The aim of IoT in smart cities is to ensure a high quality of life for the city's residents while also providing data that help tackle future problems. Urban planners already know the challenges cities face, and they are always looking for solutions. However, the use of IoT can make them more efficient at finding solutions to today's and tomorrow's problems. Alternatively, we could use IoT to avoid these challenges altogether.

Areas in Which IoT Is Helping Urban Planners

McKinsey Global Institute released a report in 2018 detailing the different areas smart technologies including IoT are helping urban planners.

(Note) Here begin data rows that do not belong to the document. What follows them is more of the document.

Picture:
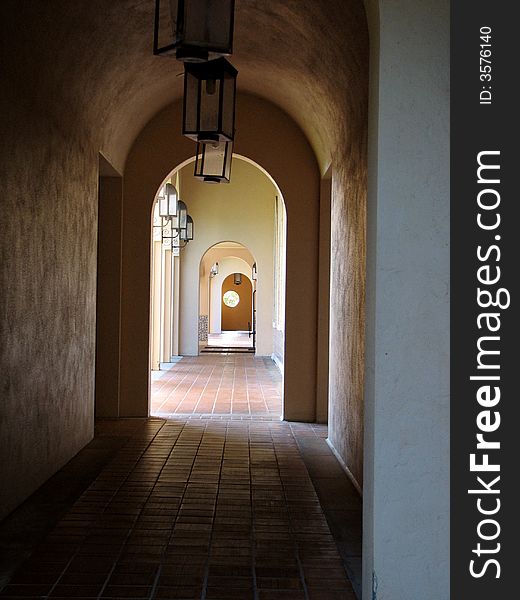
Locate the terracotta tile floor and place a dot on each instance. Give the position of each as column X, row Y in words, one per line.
column 240, row 385
column 185, row 508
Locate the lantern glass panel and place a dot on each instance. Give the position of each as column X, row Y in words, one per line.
column 213, row 163
column 209, row 101
column 209, row 107
column 191, row 104
column 206, row 24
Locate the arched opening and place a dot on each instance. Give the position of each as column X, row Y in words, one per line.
column 236, row 307
column 224, row 325
column 249, row 211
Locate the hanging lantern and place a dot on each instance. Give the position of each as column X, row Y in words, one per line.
column 186, row 235
column 209, row 101
column 168, row 202
column 201, row 29
column 213, row 162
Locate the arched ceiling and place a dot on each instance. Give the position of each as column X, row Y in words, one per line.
column 89, row 64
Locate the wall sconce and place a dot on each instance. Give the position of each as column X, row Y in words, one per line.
column 214, row 270
column 209, row 101
column 176, row 229
column 168, row 202
column 186, row 235
column 213, row 162
column 201, row 29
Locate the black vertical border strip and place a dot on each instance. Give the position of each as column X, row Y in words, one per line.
column 475, row 128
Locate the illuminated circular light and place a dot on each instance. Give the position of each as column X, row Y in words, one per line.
column 231, row 299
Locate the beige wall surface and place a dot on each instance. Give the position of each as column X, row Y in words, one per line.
column 47, row 297
column 215, row 255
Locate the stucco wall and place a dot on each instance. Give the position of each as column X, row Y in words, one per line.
column 47, row 297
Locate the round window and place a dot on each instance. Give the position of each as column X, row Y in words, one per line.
column 231, row 299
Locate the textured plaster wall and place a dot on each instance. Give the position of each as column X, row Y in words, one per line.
column 227, row 266
column 47, row 298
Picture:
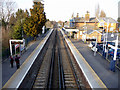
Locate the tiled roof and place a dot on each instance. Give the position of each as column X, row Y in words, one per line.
column 91, row 31
column 111, row 20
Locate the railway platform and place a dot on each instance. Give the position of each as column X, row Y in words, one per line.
column 7, row 71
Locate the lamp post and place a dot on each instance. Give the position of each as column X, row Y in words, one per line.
column 112, row 63
column 106, row 46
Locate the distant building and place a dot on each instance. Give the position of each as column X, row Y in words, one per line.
column 93, row 23
column 109, row 23
column 49, row 24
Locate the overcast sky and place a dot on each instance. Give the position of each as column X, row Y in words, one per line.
column 63, row 9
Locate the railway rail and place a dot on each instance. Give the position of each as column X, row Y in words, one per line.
column 54, row 67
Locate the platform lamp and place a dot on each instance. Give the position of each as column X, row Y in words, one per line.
column 112, row 63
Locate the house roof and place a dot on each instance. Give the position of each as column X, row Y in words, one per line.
column 82, row 19
column 87, row 27
column 111, row 20
column 71, row 30
column 91, row 31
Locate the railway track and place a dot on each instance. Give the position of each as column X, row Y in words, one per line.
column 58, row 70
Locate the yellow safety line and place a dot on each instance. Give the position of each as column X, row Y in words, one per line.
column 88, row 65
column 24, row 63
column 108, row 60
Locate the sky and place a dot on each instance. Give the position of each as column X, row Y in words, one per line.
column 63, row 9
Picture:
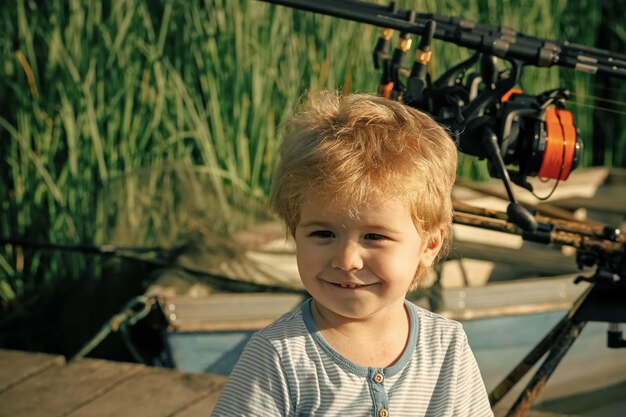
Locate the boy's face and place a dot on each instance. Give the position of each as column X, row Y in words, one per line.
column 359, row 266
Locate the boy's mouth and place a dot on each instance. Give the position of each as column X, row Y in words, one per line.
column 349, row 285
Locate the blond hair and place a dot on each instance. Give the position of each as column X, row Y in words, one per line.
column 349, row 147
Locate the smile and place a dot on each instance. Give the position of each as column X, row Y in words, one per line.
column 349, row 285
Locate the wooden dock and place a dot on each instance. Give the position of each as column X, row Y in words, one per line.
column 35, row 384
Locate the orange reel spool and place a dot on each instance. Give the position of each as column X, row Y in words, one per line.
column 560, row 147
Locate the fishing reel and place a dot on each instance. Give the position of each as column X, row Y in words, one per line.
column 520, row 135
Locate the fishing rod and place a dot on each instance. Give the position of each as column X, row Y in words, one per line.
column 493, row 40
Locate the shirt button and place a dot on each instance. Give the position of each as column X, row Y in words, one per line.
column 378, row 378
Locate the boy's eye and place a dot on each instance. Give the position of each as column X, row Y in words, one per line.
column 322, row 234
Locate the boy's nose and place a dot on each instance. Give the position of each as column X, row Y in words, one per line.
column 347, row 258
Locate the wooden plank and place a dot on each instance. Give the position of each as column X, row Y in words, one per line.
column 16, row 366
column 61, row 389
column 203, row 407
column 524, row 296
column 153, row 393
column 229, row 311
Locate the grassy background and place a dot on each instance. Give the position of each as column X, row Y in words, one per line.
column 115, row 114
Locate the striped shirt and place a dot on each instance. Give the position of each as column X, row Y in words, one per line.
column 288, row 369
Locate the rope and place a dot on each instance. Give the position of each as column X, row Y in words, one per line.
column 135, row 310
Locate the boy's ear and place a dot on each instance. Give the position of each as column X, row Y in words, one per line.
column 432, row 247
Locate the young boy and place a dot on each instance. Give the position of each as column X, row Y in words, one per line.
column 363, row 185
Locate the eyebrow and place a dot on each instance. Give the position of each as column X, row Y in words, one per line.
column 316, row 224
column 382, row 229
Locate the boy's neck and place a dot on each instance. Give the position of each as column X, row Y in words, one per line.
column 376, row 342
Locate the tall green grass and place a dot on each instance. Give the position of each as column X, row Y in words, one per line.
column 105, row 106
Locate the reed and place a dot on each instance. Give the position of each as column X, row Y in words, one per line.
column 105, row 106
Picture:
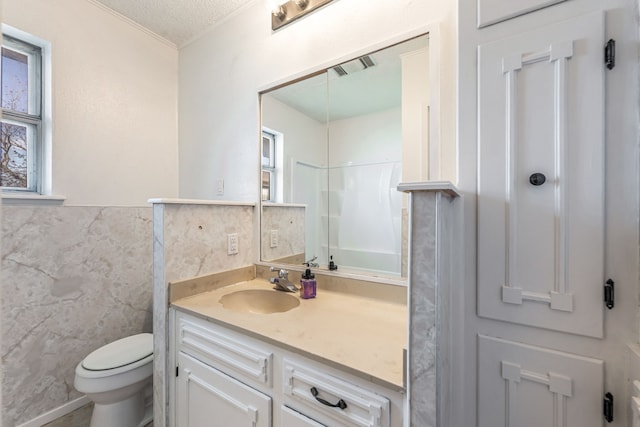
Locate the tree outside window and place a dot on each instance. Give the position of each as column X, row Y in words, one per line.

The first is mobility. Transportation within a city is crucial, and it should be as efficient as possible if urban planners are to build functioning cities. IoT can help provide real-time data on the state of public transportation, smart parking, congestion pricing, predictive maintenance of transportation conduits, e-hailing and navigation.

Importantly, IoT is also helping with security in cities that leverage it. Home security systems, smart surveillance, real-time crime detection and reporting, crowd management, crime mapping, emergency response optimisation and other services are all helping keep smart cities safer.

Power management is another crucial part of building a functioning city. Smart street lights, dynamic energy pricing, energy automation, and automated systems can all be managed and made more efficient by IoT.

Other crucial areas IoT is assisting with include healthcare, housing and economic development, water and waste management, and education.

The Use of Big Data and Artificial Intelligence in Smart Cities

Perhaps the most important technologies for tomorrow's cities are big data and artificial intelligence. IoT devices need to collect and share a lot of data to ensure smart cities are working as urban planners expect them to. Big data entails managing this massive amount of data and shows us new ways we can use the data IoT devices collect.

Big data can also be an integral part of strengthening the social inclusion of tomorrow's cities. It is also important for helping us understand today's challenges and avoiding future ones in our cities.

With our limited capacity, we need some help dealing with all the information we now have access to. Artificial intelligence has emerged as the perfect tool for sorting, understanding and working with this data.

The cities of the future will lean heavily on IoT for numerous functions. Governance, traffic management, waste and water management and many other functions will be made more efficient by the solutions we develop from the data IoT devices help us collect.